In 2019, the 10 states with the least competitive health insurance markets were Alabama, Hawaii, Michigan, Delaware, South Carolina, Kentucky, Alaska, Louisiana, Illinois and North Carolina, the report noted. These 10 states bring us to the second reason the CBO report is important. In any one of those states, the legislatures could move to develop a public option, as Connecticut did last year. What happened in Connecticut is instructive because any proposal to develop a public option would generate stiff opposition from health insurers that already operate in the individual market.

In Connecticut last year, state officials proposed a public option to compete with commercial health insurers, as Shefali Luthra wrote for Kaiser Health News. Her article carried this headline, “Insurers Sank Connecticut’s ‘Public Option.’ Would A National Version Survive?” Luthra has since moved on to write for The 19th News, an independent nonprofit.

Members of the Connecticut legislature proposed a public health insurance option that state officials would manage because health insurance and coverage costs were becoming unaffordable, Luthra wrote. The public option would serve as a low-cost alternative for those who couldn’t afford to buy health coverage from commercial health insurers, she added.

“Immediately, an aggressive industry mobilized to kill the idea. Despite months of lobbying, debate and organizing, the proposal was dead on arrival,” she explained.

All this serves as a preamble to the CBO report itself. At the website Benefits Pro, Allison Bell reported that the CBO researchers outlined the choices policymakers could consider when designing a public option, and how those choices could affect the health insurance market.

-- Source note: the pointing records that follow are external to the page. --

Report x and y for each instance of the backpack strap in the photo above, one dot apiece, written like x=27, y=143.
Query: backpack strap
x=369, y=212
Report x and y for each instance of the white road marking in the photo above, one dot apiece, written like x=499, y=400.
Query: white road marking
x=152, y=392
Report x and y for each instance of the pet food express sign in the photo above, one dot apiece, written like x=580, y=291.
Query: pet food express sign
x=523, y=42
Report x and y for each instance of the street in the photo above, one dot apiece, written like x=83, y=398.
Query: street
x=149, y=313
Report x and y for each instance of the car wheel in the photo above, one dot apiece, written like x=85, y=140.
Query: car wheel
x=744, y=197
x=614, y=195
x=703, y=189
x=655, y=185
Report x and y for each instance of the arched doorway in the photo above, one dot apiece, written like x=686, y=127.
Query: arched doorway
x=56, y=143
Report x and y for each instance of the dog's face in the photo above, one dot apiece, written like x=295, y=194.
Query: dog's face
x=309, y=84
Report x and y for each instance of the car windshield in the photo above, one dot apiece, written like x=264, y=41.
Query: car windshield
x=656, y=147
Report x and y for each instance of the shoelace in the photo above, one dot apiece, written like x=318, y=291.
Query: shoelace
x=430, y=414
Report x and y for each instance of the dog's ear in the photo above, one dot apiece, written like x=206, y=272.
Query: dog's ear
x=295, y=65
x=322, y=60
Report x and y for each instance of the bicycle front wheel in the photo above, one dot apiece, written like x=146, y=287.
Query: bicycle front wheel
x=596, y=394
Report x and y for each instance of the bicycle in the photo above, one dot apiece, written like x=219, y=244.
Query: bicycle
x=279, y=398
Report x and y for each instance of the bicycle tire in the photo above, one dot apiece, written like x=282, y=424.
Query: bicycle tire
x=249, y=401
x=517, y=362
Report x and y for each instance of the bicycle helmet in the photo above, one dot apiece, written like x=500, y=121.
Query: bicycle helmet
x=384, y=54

If the public-option plan has significant competitive advantages, for example, those advantages could make it difficult for private insurers to remain profitable, the report noted. Therefore, health insurers would surely fight any public option, in part because the nation’s largest health insurers are publicly traded companies. That means they focus closely on how much profit they report each quarter to Wall Street investors.

If any public-option health plan is not required to meet the benefit mandates that states require, or if the plan pays hospitals and physicians Medicare rates that, as we reported in September, are much lower than what commercial health insurers pay, then competing commercial health plans may struggle. They could have trouble retaining enough market share and keep their premiums high enough to justify staying in the markets where they currently participate, the report indicated. In other words, a public-option health plan could drive commercial insurers out of a particular market.

The report describes the key factors for those designing a public-option plan and some implications of those factors, Bell reported. She explained that some of those key factors are:

  • How the public option is funded
  • How and whether the public option conforms to state health insurance regulations
  • How well the benefits and prices of the public option conform to the benefits and prices in the market
  • How the public option recruits and pays hospitals, physicians and other providers.

1 thought on “Report discusses how ‘public option’ may put pressure on commercial health plans

  1. Avatar photoDan Keller

    “Freemarketers” should be all in favor of a public option if in fact they are true freemarketers. Isn’t that what competition is all about — the best product or service winning out in the marketplace? If a public option serves people better in terms of cost, access, services, etc. compared to private for-profit insurers, then it should prevail in the marketplace. If private insurance is better overall, then it should prevail. For some things, the private sector is the better deal, and for others, governments at various levels can provide a better service. Don’t we all just want the best value for our money, as individuals and as a society?